We’re looking 100 years ahead in this post because it’s a nice round number. It’s arbitrary, sure, but we want a glimpse at the Virtualities we’ll never see. Or will we? Part of what’s so exhilarating about this period in human history is that our both our knowledge and technology are growing exponentially. If this trend continues, most of us may lack the capacity to envision just how amazing VR will become.
The possibilities are staggering. From Elon Musk’s Matrix-like assertion that we are likely already living in a simulated world, to the bare minimum progress that VR, AR, and MR become part of our lived environments (house, work, and common public spaces), we’re interested in projecting what this means for the average person.

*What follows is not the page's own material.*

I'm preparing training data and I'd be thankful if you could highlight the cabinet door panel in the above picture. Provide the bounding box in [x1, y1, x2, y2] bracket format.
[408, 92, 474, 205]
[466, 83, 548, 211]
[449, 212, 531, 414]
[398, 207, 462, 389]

Virtualities will certainly be a part of the workplace. But what those jobs will be could change drastically as technology automates many of the tasks we previously to employed people to perform. How we will work and what we will do could be just as interesting at the digital tools we use.

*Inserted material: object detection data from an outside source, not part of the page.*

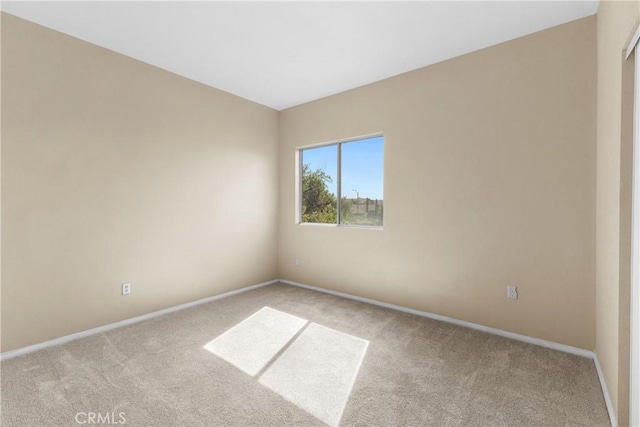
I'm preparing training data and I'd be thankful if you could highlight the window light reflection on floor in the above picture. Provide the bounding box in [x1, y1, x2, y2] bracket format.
[204, 307, 369, 425]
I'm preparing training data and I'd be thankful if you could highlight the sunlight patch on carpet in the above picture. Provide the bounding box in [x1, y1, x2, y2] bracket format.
[259, 323, 369, 426]
[204, 307, 307, 376]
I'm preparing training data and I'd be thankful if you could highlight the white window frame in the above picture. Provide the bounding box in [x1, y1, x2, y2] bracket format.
[626, 27, 640, 426]
[295, 132, 386, 230]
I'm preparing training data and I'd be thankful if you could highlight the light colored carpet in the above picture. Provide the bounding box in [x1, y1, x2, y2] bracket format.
[204, 307, 307, 376]
[1, 284, 609, 426]
[259, 323, 369, 426]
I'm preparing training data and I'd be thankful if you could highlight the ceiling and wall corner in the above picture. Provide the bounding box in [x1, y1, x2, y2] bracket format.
[0, 1, 598, 110]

What will a video game look like? It could be anything from an adventure on alien world to a trip into the ancient past, all in the total immersion of a holodeck-style environment that requires no gear on the body whatsoever.
How about something even broader, like personal entertainment? For those of us who like our fictional games and stories to be more realistic, Virtualties could be a simple as hanging out with your favourite celebrity or wearing a designer outfit. Visiting a tropical beach for an afternoon of quiet time could be a few clicks away.
What about try before you buy? If the Extended Reality marketing available in the future is as realistic and interactive as we anticipate, why would you buy a real item at all? Perhaps renting holograms will be the cure for consumerism. Imagine an apartment you customize with a few quick clicks that looks and feels real, but contains no (or few) actual real items.
Will we need to draw any lines or place any limits? What will the moral and ethical considerations be if we stray into simulations as complex (and visceral) as Westworld? Challenges will arise, and we take the optimistic view that we will meet them with responsibility and wisdom.
But drawing our imagination back to 2017, it’s still a very exciting time to be a part of the Virtuality revolution. This is a time when future generations will look back on with curiosity and an analytical eye. The time to get involved in VR is now.
Stambol dreamers and visionaries are going to be some of the first occupants of our virtual future. We hope you’ll be right there with us.